My 2 ½-year old grand-daughter already scrambles up on my lap when I sit down in front of the computer, and asks, “Are you checking your e-mail?”
Even at her young age, she isn’t intimidated by technology. Her generation’s baby and toddler toys are geared to emulate or teach or entertain using technology. It stands to reason that today it would not be necessary for a bank to try and “humanize” its automated teller machine by putting a pretty face and cute name on it.
In those days, customers were accustomed to walking inside a bank and chatting with a pleasant teller. So First National named their ATM “Tillie the All Time Teller,” and put the face of a smiling blonde girl on the front of the machine. “Tillie” looked inviting to customers and suggested that the machine was highly user-friendly.
Did it work? In a word, yes. Tillie launched one of the most successful ATM systems in the banking industry.
In their efforts to promote Tillie, First National hired a blonde actress who wore a red and white polka-dotted dress in TV ads. She sang: “I’m Tillie the All time Teller, I work for First National Bank” as she stood beside the machine.

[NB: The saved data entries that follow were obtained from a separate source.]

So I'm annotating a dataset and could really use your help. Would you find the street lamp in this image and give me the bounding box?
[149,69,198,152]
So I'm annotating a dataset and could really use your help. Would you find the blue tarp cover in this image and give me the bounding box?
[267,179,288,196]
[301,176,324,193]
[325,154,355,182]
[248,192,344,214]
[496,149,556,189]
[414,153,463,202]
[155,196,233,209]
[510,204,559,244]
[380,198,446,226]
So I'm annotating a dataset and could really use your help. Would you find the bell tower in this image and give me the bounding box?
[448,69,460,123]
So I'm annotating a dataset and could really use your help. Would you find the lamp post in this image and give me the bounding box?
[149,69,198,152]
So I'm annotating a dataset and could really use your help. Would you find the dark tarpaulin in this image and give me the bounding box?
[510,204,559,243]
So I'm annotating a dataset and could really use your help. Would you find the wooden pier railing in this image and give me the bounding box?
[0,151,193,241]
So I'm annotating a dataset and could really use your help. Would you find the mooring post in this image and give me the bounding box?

In another Tillie ad, a balding, middle-aged man approached the machine singing, to the tune of the classic “If You Knew Susie”:
Oh, if you knew Tillie like I know Tillie
Oh, oh, oh, what a girl!
She works to please me, to make life easy
Oh, oh, she makes my banking smooth and breezy
Day or nighttime, I don’t care
When I need money, I know my all-time teller’s there!
If you knew Tillie, like I know Tillie
Oh, oh, oh!
For Tillie’s third birthday, she was toasted to the refrain of “For She’s a Jolly Good Teller.” As the song ended in the ad, a drawer opened and blew out three candles!

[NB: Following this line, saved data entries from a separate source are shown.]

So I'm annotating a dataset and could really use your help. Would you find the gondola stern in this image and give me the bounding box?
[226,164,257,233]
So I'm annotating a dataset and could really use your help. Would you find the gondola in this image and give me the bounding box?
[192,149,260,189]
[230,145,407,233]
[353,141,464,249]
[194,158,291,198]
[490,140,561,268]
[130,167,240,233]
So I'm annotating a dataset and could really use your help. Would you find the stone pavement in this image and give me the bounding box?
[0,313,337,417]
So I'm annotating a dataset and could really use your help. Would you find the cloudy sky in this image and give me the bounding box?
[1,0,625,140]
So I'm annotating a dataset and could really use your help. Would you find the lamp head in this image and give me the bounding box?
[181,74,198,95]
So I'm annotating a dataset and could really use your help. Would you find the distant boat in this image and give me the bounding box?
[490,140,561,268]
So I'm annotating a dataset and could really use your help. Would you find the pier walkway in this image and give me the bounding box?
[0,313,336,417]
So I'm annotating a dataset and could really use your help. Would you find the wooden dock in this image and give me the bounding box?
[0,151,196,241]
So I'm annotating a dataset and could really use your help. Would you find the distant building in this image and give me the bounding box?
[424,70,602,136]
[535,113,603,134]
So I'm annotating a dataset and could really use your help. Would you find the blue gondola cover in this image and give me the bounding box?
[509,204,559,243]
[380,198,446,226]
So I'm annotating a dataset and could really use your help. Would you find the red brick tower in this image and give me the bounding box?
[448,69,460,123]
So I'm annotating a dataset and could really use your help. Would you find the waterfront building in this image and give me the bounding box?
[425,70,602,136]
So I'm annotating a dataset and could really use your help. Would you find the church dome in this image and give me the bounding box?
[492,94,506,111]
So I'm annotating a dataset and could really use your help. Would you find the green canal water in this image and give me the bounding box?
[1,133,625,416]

The bank also hired Tillie look-alikes to help customers at branches learn how to use the machine.
Personalizing this new technology worked for First Atlanta. Customers enthusiastically embraced Tillie and helped her maintain one of the highest transaction rates per machine of any such service in the country. By 1977, Tillie was so popular that three other banks purchased rights to the program.
I, however, am not one of them.
If only my TV remote, with its multiple buttons and options , was named Ralph and came with a soothing voice saying, “You can do this, you can do this!” I might be able to use my VCR/DVD player!